VIII edición del Cuaderno Rojo

El miércoles 26 de marzo presentamos la VIII edición del libro de relatos universitarios El Cuaderno Rojo. Fue un sencillo acto en el que hablaron los dos  editores: André Quispe Ferro y María Lucía Suárez Barbery.

Es una publicación que surgió, hace siete años, por la iniciativa de unos colegiales de Torre 2 y el profesor de Filosofía Manolo Cruz. Juntos crearon Relatos Minerva.

Acompañamos esta noticia del relato de Juan Pablo Ferrer, colegial de Torre 2:

Ludopatía de salvación

JUAN PABLO FERRER EXPÓSITO. 2º de Filosofía, Política y Economía

LAS MANOS ME temblaban con violencia, así que guardé mi reloj de oro en el bolsillo de la chaqueta. Los transeúntes que se cruzaban conmigo por la acera miraban con timidez mis dedos nerviosos y estampaban una cara de lástima.

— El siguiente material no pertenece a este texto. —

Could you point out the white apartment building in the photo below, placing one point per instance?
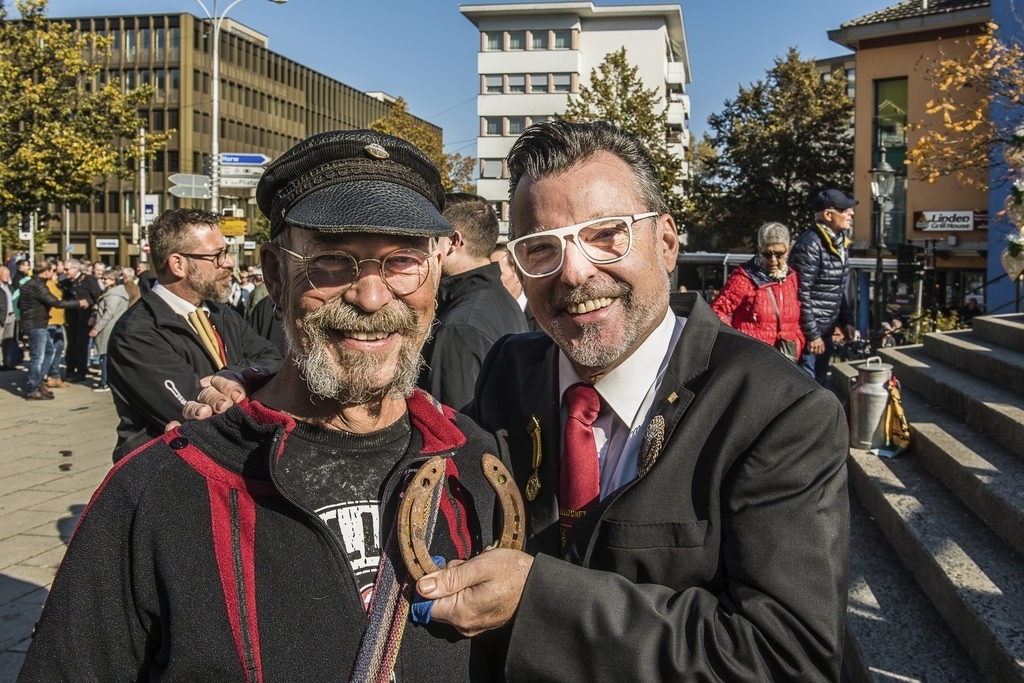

El sudor me corría por la frente y mi corazón se aceleraba como si experimentase sus minutos finales de vida.

La última etapa de una existencia en decadencia, veintisiete años y los únicos que han valido la pena fueron por los méritos de otros, los besos de mis padres, de los amigos que dejé de lado, de la educación donde aprendí y la iglesia donde rezaron por mí aunque yo no correspondía.

Ya me eran familiares las sensaciones que preceden a una desgracia. Comencé a experimentarlas desde que mis padres me concedieron un margen de libertad y aposté mi primer sueldo universitario en la ruleta. Ahora no me extrañaba de sentir mis entrañas rebelarse contra cada paso que daba, conscientes de lo grande que sería mi futuro arrepentimiento. Seguí avanzando apresuradamente por la calle. Cada línea demarcada por la unión de baldosas parecía una línea roja que en un tiempo pasado nunca me habría atrevido a sobrepasar. Cada farola apagada, un hito marcando como mi atrevimiento y deshonra va a más. Los escaparates me hablaban de mi propio y cruel reflejo, donde yo solo me reflejaba para saber simular mi naturalidad.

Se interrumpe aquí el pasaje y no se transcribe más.